Conspicuously absent is any role of the horse in the many journeys recorded in the Book of Mormon. Nor does the Book of Mormon text indicate that horses or chariots play any role in the many Nephite wars (despite a popular classic Book of Mormon painting by Arnold Friburg depicting Helaman leading the 2000 stripling warriors while astride a battle-ready horse); this is in stark contrast to the Biblical account, in which the chariots of Egypt, Babylon, and the Philistines are feared super-weapons upon the plains of Israel.

Nor do we see a role for the horse in gallant cavalry charges that were the romantic warrior ideal in Joseph Smith's day. Nor is there any sign of the rapid war of maneuver and skirmish favored by the cavalry of the western nations. These are not the horses of the nineteenth century's practical realities or fanciful dreams.
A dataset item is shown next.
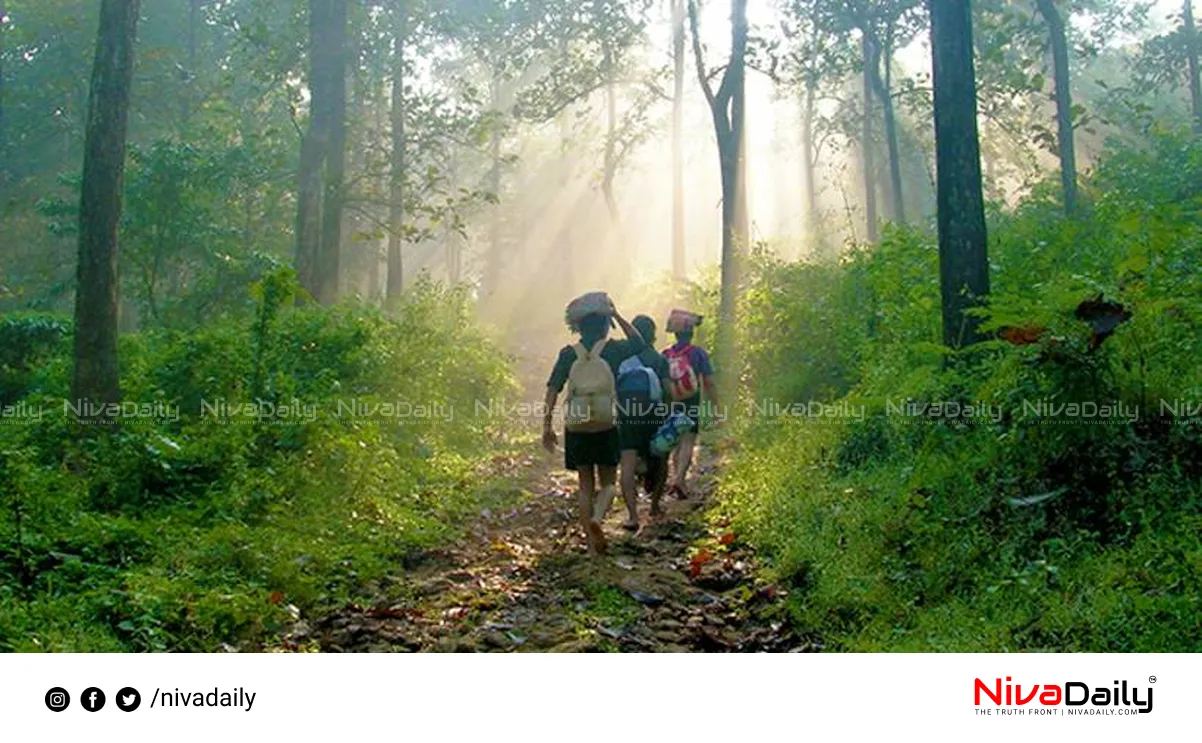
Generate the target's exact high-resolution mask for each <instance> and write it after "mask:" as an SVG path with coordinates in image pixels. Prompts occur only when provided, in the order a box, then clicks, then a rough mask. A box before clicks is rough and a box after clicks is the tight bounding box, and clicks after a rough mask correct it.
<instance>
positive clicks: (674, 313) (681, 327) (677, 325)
mask: <svg viewBox="0 0 1202 743" xmlns="http://www.w3.org/2000/svg"><path fill="white" fill-rule="evenodd" d="M702 320H703V317H702V316H701V315H698V314H697V313H690V311H689V310H683V309H674V310H672V314H670V315H668V322H667V331H668V332H670V333H680V332H683V331H691V329H695V328H696V327H697V326H698V325H701V321H702Z"/></svg>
There are societies in which the horse was vital, such as among the Hun warriors of Asia and Eastern Europe, for whom horses were a sign of wealth and status, and for whom they were essential for food, clothing, and war. Yet, there is no known horse bone from this period in the archaeological record.[1]



Notes

  1. S. Bokonyi, History of Domestic Mammals in Central and Eastern Europe (Budapest: Akademiai Kiado, 1974), 267.